Similarly, the total power dissipation can be calculated as follows:

$$P_{total} = P_{1st} + \frac{n}{2} P_{l-2f} + (\frac{n}{2} - 1) P_{l+2f} + P_{last} , \qquad (4)$$

where

$$\begin{array}{rcl} P_{1st} & = & k_1(C_ow_d + C_lw + c(l1+f)) + k_2w_d + k_3w_d\tau_{1st} \;, \\ P_{l-2f} & = & k_1(C_ow + C_lw + c(l-2f)) + k_2w + k_3w\tau_{l-2f} \;, \\ P_{l+2f} & = & k_1(C_ow + C_lw + c(l+2f)) + k_2w + k_3w\tau_{l+2f} \;, \\ P_{last} & = & k_1(C_ow + C_lw_r + c(l2+f)) + k_2w + k_3w\tau_{l2+f} \;. \end{array}$$

The problem of *repeater insertion with discrete widths for low power* is formulated as follows:

**Problem** RIDW: Let L and D be the length and the timing budget of the interconnect, respectively, and let  $W = \{w_1, w_2, ..., w_k\}$  be possible widths of repeaters. Given a semiconductor technology  $(R_o, C_o, C_i, V_{DD}, I_{off}, W_{n_{min}}, I_{short-circuit})$  and a global interconnect design specification  $(c, r, \alpha, f_{clk}, w_d, w_r, f)$ , compute an even integer number n, a width  $w \in W$ , and the locations l1 and l2 of the first and last repeaters, such that the interconnect delay  $\tau_{total} \leq D$  and the power dissipation  $P_{total}$  is minimized.

## 4. HEURISTIC SOLUTION

Solving Problem RIDW is a challenging task because Equation (3) and Equation (4) are not linear and have four discrete or continuous unknowns, n, w, l1, and l2. In this section, we present our heuristic solver. Specifically, we first derive l1 and l2 based on empirical design knowledge. We then describe a 2-step scheme to compute n and w. We also argue that the computation of n and w is optimal.

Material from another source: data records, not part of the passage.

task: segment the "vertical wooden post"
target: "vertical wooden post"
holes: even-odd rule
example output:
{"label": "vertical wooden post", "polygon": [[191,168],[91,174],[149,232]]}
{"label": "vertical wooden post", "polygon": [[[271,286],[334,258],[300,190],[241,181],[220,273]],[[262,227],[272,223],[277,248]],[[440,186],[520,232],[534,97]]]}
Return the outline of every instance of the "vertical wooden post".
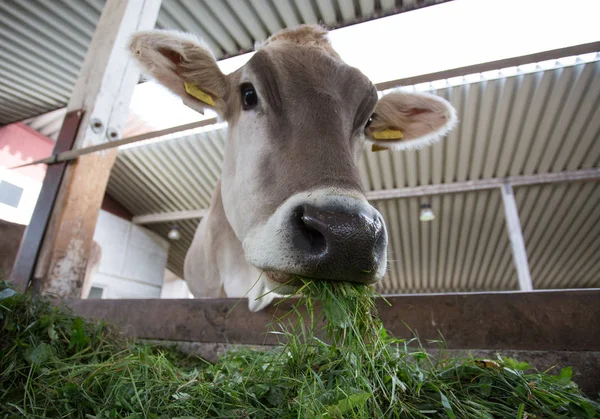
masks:
{"label": "vertical wooden post", "polygon": [[504,218],[506,219],[506,228],[510,237],[513,260],[517,275],[519,278],[519,289],[521,291],[533,291],[531,274],[529,273],[529,262],[527,261],[527,251],[525,250],[525,240],[521,230],[519,212],[515,195],[510,183],[502,185],[502,201],[504,202]]}
{"label": "vertical wooden post", "polygon": [[[67,112],[83,112],[73,148],[118,139],[140,77],[129,59],[127,42],[132,33],[154,27],[160,4],[161,0],[107,0],[67,106]],[[15,265],[35,263],[29,278],[34,289],[61,297],[80,296],[115,158],[112,149],[82,156],[67,167],[37,259],[22,246]],[[47,202],[38,202],[36,211],[40,205]]]}

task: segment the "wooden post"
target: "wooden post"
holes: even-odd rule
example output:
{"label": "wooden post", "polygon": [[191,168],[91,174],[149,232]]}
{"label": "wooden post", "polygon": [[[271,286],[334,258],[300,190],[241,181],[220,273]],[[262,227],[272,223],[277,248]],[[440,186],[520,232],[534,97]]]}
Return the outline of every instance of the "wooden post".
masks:
{"label": "wooden post", "polygon": [[[161,0],[107,0],[67,106],[67,112],[83,112],[74,149],[118,139],[140,77],[127,42],[132,33],[154,28],[160,4]],[[82,156],[67,167],[39,255],[32,257],[23,246],[19,252],[17,265],[35,263],[29,278],[34,289],[60,297],[80,296],[115,158],[115,149],[105,150]],[[36,210],[43,205],[47,203],[38,202]]]}
{"label": "wooden post", "polygon": [[521,291],[533,291],[531,274],[529,273],[529,262],[527,261],[527,251],[525,250],[525,240],[523,240],[523,231],[519,220],[519,212],[512,185],[505,183],[502,185],[502,201],[504,202],[504,218],[506,219],[506,228],[510,237],[513,260],[517,275],[519,278],[519,289]]}

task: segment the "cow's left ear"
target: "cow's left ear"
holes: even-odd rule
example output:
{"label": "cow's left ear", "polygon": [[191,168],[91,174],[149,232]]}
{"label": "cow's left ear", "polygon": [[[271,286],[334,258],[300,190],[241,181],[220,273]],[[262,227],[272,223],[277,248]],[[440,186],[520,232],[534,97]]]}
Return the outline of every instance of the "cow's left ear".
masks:
{"label": "cow's left ear", "polygon": [[365,135],[374,149],[415,149],[439,141],[455,124],[456,111],[448,101],[400,91],[379,99]]}
{"label": "cow's left ear", "polygon": [[210,49],[195,36],[167,30],[138,32],[131,37],[129,50],[146,73],[187,106],[200,113],[208,108],[225,115],[227,77]]}

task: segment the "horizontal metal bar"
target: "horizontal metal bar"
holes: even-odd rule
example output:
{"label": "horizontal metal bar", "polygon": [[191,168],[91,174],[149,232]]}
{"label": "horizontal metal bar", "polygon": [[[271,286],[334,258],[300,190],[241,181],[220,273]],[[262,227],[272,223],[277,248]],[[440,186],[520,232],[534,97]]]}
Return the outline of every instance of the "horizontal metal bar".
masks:
{"label": "horizontal metal bar", "polygon": [[[449,349],[600,349],[600,333],[592,332],[598,329],[600,289],[386,299],[391,306],[377,301],[384,326],[398,338],[417,333],[426,346],[435,347],[428,341],[443,337]],[[258,313],[238,299],[70,300],[67,305],[137,338],[260,345],[277,342],[268,326],[294,302],[281,301]]]}
{"label": "horizontal metal bar", "polygon": [[156,214],[136,215],[131,220],[134,224],[152,224],[164,223],[167,221],[189,220],[193,218],[205,217],[208,213],[206,209],[191,210],[191,211],[173,211]]}
{"label": "horizontal metal bar", "polygon": [[[599,180],[600,169],[574,170],[558,173],[540,173],[536,175],[510,176],[506,178],[478,179],[467,182],[454,182],[448,184],[416,186],[412,188],[385,189],[369,191],[366,197],[369,201],[384,199],[410,198],[414,196],[441,195],[446,193],[459,193],[480,191],[502,187],[505,183],[512,186],[540,185],[555,182],[574,182],[583,180]],[[162,212],[144,214],[133,217],[134,224],[163,223],[168,221],[187,220],[206,216],[207,209],[190,211]]]}
{"label": "horizontal metal bar", "polygon": [[477,179],[466,182],[416,186],[412,188],[385,189],[366,193],[369,201],[383,199],[410,198],[415,196],[441,195],[447,193],[481,191],[502,187],[505,183],[512,186],[541,185],[545,183],[599,180],[600,169],[573,170],[557,173],[539,173],[535,175],[508,176],[505,178]]}
{"label": "horizontal metal bar", "polygon": [[403,79],[390,80],[382,83],[377,83],[377,90],[388,90],[399,86],[411,86],[413,84],[427,83],[437,80],[449,79],[452,77],[466,76],[468,74],[483,73],[486,71],[500,70],[508,67],[515,67],[524,64],[531,64],[547,60],[557,60],[559,58],[570,57],[573,55],[588,54],[591,52],[600,51],[600,42],[590,42],[587,44],[573,45],[570,47],[554,49],[550,51],[542,51],[535,54],[522,55],[519,57],[511,57],[503,60],[489,61],[468,65],[465,67],[457,67],[450,70],[438,71],[435,73],[421,74],[413,77],[405,77]]}
{"label": "horizontal metal bar", "polygon": [[212,125],[217,123],[217,118],[204,119],[202,121],[191,122],[189,124],[178,125],[176,127],[166,128],[160,131],[152,131],[146,134],[134,135],[133,137],[123,138],[121,140],[109,141],[102,144],[97,144],[91,147],[69,150],[63,153],[55,154],[50,157],[46,157],[44,159],[35,160],[26,164],[22,164],[20,166],[9,167],[9,169],[18,169],[20,167],[33,166],[36,164],[55,164],[70,160],[75,160],[79,156],[83,156],[90,153],[95,153],[97,151],[107,150],[109,148],[120,147],[127,144],[137,143],[139,141],[150,140],[152,138],[162,137],[169,134],[174,134],[176,132],[187,131],[190,129],[200,128],[207,125]]}
{"label": "horizontal metal bar", "polygon": [[[387,90],[398,86],[407,86],[418,83],[431,82],[436,80],[443,80],[451,77],[465,76],[473,73],[481,73],[490,70],[499,70],[506,67],[513,67],[523,64],[530,64],[532,62],[540,62],[551,59],[559,59],[572,55],[581,55],[590,52],[600,51],[600,42],[590,42],[587,44],[574,45],[566,48],[559,48],[550,51],[543,51],[535,54],[523,55],[520,57],[512,57],[503,60],[490,61],[487,63],[475,64],[465,67],[457,67],[450,70],[439,71],[436,73],[422,74],[414,77],[407,77],[403,79],[391,80],[382,83],[378,83],[375,86],[378,90]],[[190,124],[179,125],[172,128],[167,128],[160,131],[154,131],[147,134],[136,135],[133,137],[124,138],[118,141],[111,141],[104,144],[88,147],[85,149],[72,150],[66,153],[61,153],[56,156],[51,156],[45,159],[36,160],[21,166],[11,167],[16,169],[18,167],[31,166],[35,164],[54,164],[62,161],[74,160],[84,154],[94,153],[96,151],[105,150],[107,148],[119,147],[126,144],[135,143],[138,141],[148,140],[151,138],[157,138],[168,134],[174,134],[193,128],[198,128],[206,125],[217,123],[216,118],[211,118],[203,121],[192,122]]]}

# 4.1 Estimating 11 and 12

It is well known that, for long interconnects, the repeater size w is usually much larger than that of the interconnect driver  $w_d$ . Therefore, the optimal l1 is expected to be very small. In our heuristic, we set l1 to zero. In fact, in case of speed optimization, w can be 1-2 orders of magnitude larger than  $w_d$ . As a result, intermediate size repeaters should be inserted to reduce delay [3, 11]. When the timing budget is not tight and power minimization is the objective, however, the optimal w is only several times larger than  $w_d$  as shown in Section 6. Therefore, the insertion of intermediate size repeaters is not necessary.

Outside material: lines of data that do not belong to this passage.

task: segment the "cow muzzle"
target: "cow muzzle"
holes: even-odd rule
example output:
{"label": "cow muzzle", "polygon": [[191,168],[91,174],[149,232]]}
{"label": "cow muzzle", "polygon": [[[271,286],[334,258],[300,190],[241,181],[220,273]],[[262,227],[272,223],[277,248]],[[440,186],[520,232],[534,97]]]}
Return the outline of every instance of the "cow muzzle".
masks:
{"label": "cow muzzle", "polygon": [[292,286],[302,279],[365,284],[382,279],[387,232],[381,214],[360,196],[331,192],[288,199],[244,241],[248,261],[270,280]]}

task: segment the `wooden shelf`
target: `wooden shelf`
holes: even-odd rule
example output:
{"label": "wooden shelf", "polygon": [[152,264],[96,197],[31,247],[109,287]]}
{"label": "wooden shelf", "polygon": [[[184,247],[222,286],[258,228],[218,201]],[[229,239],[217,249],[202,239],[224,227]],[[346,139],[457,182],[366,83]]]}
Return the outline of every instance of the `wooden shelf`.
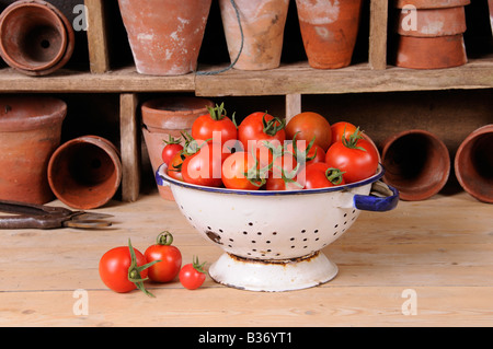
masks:
{"label": "wooden shelf", "polygon": [[[200,67],[216,71],[223,67]],[[256,96],[358,92],[492,89],[493,57],[471,59],[462,67],[412,70],[368,63],[337,70],[317,70],[307,62],[282,65],[268,71],[229,71],[202,75],[151,77],[126,67],[94,74],[60,70],[48,77],[26,77],[11,68],[0,70],[0,92],[145,93],[195,92],[199,96]]]}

We next derive the estimate for l2. In repeater insertion for low power, compared to delay minimization, the segment length l between repeaters is large and the repeater width w is small [3, 7]. As a result, the interconnect capacitance cl is much larger than the gate capacitance difference  $c_ow - c_ow_r$ . If  $c_ow - c_ow_r$  is ignored, the last stage should be designed similarly to the stages between repeaters. Consequently, we set l2 = l, which is equal to L/n, since l1 = 0.

After the derivation of l1 and l2, the target locations of the repeaters can be determined by L and n. It is worth mentioning that, since we take into account of a positive RLF f in the computation of  $\tau_{total}$  and  $P_{total}$ , the actual positions of the repeaters can deviate from their target places by up to f.

## **4.2** Solving for w and n

With l1=0 and l2=l=L/n, Equation (3) and Equation (4) can be rewritten as

$$\tau_{total} = \vec{\alpha} \cdot (w, 1/w, n, 1/n, w/n, 1)^t , \qquad (5)$$

$$P_{total} = \vec{\beta} \cdot (w, w^2, w/n, w^2/n, wn, 1)^t, \qquad (6)$$

where  $\vec{\alpha}$  and  $\vec{\beta}$  are constant vectors whose elements are solely determined by the problem formulation. Although Equation (5) and Equation (6) are much simpler than Equation (3) and Equation (4), solving for n and w so that  $\tau_{total} \leq D$  and  $P_{total}$  is minimized remains challenging due to the non-linear form of Equation (5) and Equation (6) and the discreteness of n and w. We next present an effective and efficient searching scheme to solve this problem.

Our search procedure first calculates the starting point in the 2-dimensional space defined by n and w, assuming that both variables are continuous. Figure 4 shows the solution space with contours of delay and power. Each circle c represents the solutions with a

constant delay  $D_c$ . The solutions inside c have lower delay values than  $D_c$ . Each line represents the solutions with the same power dissipation, with the lines close to the bottom-left corner having lower values. It is clear that, for continuous n and w, the optimal solution under a given timing budget D is the point of tangency on the corresponding circle, which satisfies

$$\tau_{total} = D . \tag{7}$$

We can then use Lagrange's method to calculate the continuous optimal solution. We define  $F=P_{total}+\gamma(\tau_{total}-D)$ . We set  $\partial F/\partial n=0$  and  $\partial F/\partial w=0$  and eliminate  $\gamma$ , resulting in the following equation:

$$0 = \vec{\theta} \cdot (n^4 w, n^3 w^2, n^3 w, n^3, n^2 w^2, n^2 w, n w^3, n w^2, n w, n, w^3, w^2, w)^t,$$
(8)

where  $\vec{\theta}$  is a constant vector whose elements are solely determined by the problem formulation. Equations (7) and (8) can be numerically solved together to derive the optimal continuous solution  $(n_c, w_c)$  for the minimum power under the timing constraint D.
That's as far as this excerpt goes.